Life’s a book; write the next chapter yourself.

In fact, life is not a book. Writing the story of your life will not in itself tell you what to do when you are walking by the bar on the way home. It might tell you that you are strong enough to resist temptation, but it might tell you that you are so strong that you can go inside and not be carried out in a stupor.

It is generally a better idea to avoid the street and the bar where all your old friends are hanging out and to head straight to the AA meeting. There you will find moral support, fellowship and community. It beats stories.

2 comments:

Ares Olympus said...

re: Is addiction a disease? Or is it a bad habit?

Is an electron a particle or a wave?

The "Is X a Y" question (or "X is a Y" assertion) is dangerous uses of logical language of exclusive equivalence or category. Do categories help or hinder understanding? Are we talking metaphors or "reality" when we classify?

And what is "disease" afterall? Is it a metaphor? Can we measure disease, or perhaps only some kinds?

Some disease would seem to be "caught" like a cold, while others might arrive from our chronic habits like cirrhosis of the liver. So something that started as a habit has become a physical disease.

re: ... If Lewis knew the Odyssey, he would know that Odysseus does not tie himself to the mast. He tells his men to tie him to it. At that point, of course, he does not resist the Siren’s songs, because he cannot do otherwise than to stay tied to the mast. A moment’s reflection will tell you that if he had tied himself to the mast, he would have been better able to untie himself. If his men tie him, he will be far less capable of untying himself. Lewis is suggesting that you can resist the Sirens once you learn how to reinterpret them. Again, this is a trendy philosophical notion. It is largely nonsense, as witnessed by the fact that the basis for the scene in the Odyssey is that Siren songs cannot be resisted by using mere willpower.
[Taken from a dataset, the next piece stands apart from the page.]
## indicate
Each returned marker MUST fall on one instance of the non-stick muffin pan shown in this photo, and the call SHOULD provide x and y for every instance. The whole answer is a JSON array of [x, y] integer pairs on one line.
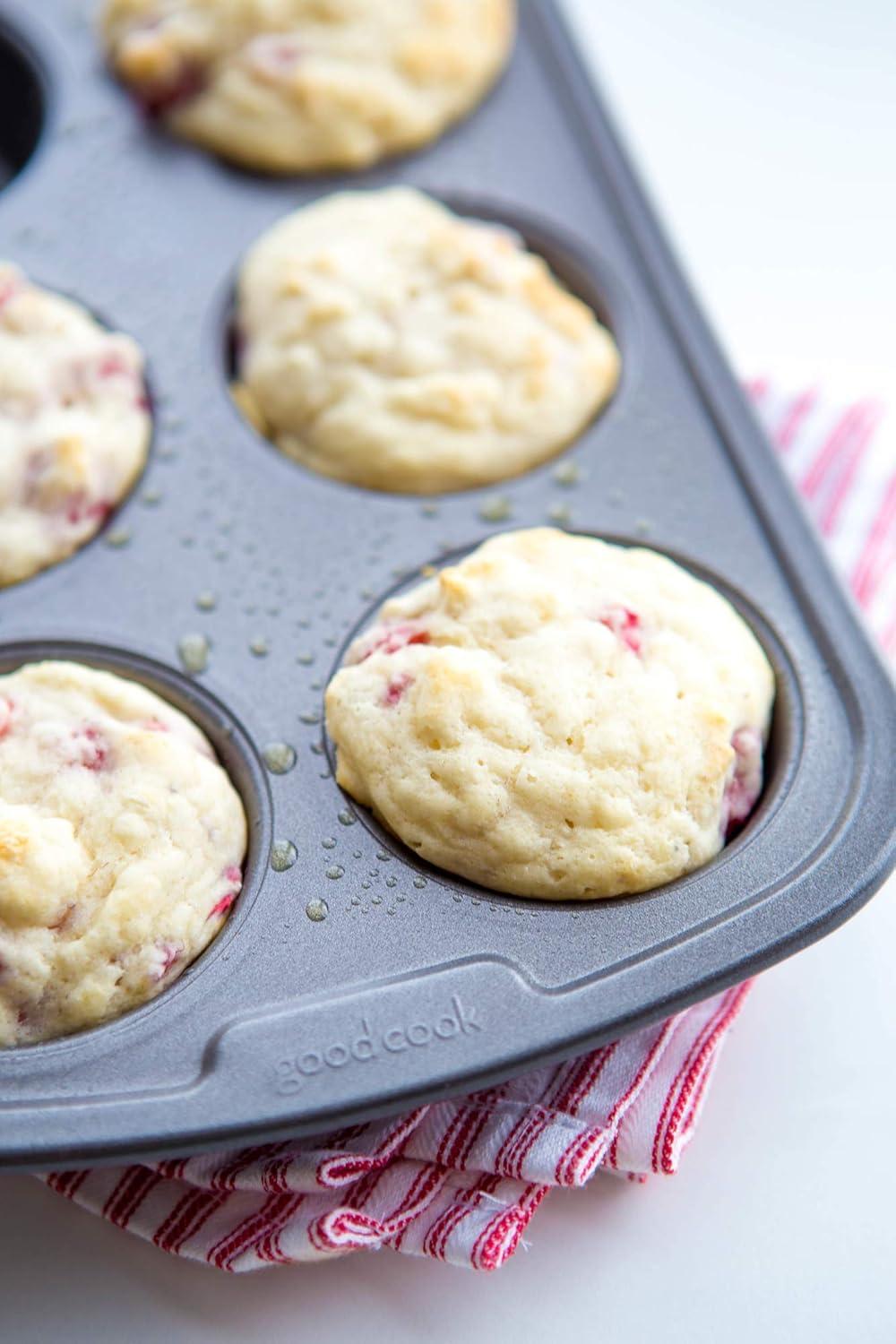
[[351, 978]]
What makes you think that you can do what Odysseus could not?

And

re: Smith concludes: "Life’s a book; write the next chapter yourself." In fact, life is not a book. Writing the story of your life will not in itself tell you what to do when you are walking by the bar on the way home. It might tell you that you are strong enough to resist temptation, but it might tell you that you are so strong that you can go inside and not be carried out in a stupor.

I rather appreciate Smith's narrative perspective, even if it is incomplete to the original story. The concept of the Sirens is in fact very helpful, implying a force outside of one's will that needs attending, that can't be reasoned with.

And remember as well, Odyssey was TOLD about the danger of the Sirens by the witch Circe so he had warning, and HE is the one who TOLD his men to tie him up before the song arrived.

So in fact the story is giving us very practical advice, plan ahead, avoid situations that you can't handle, or ask for help.

I also appreciate Oddyseus' bold choice. Why did he put wax in his men's ears while allowing his own to be clear? As a myth we can see Oddyseus' ship as an individual, so his men (who needed to keep rowing or sailing) could not be trusted to listen, while the captain who had to steer and identify dangers that might also come as sound, perhaps needed to hear the wind as much as the dangerous voices.

And on the other side of his choice, perhaps it was curiosity. What are the Sirens and why do so many men get caught by their song? If he covered his ears and made it though perhaps that's the safest choice, but then the mystery stays unexplored.

So I think Freud would recommend avoiding the confrontation with the irrational inside, while Jung would say explore it in a safe place where it can be subjectively experienced and objectively deprocessed.

And The Odyssey has many such tales of desire and confusion and fateful actions going against what participants actively want. So it fits right into Jung's approach to analysis.

Still, once some "obssession" captures you, and takes away the person you claim you want to be, what's needed is honest assessment and a plan of action to escape, not continual story telling about how forces outside of us are overpowering us.

So stories are limited, and no one said otherwise.

Stuart Schneiderman said...

Of course, I wrote about the incident between odysseus and the sirens in my book. Of course, you haven't read it.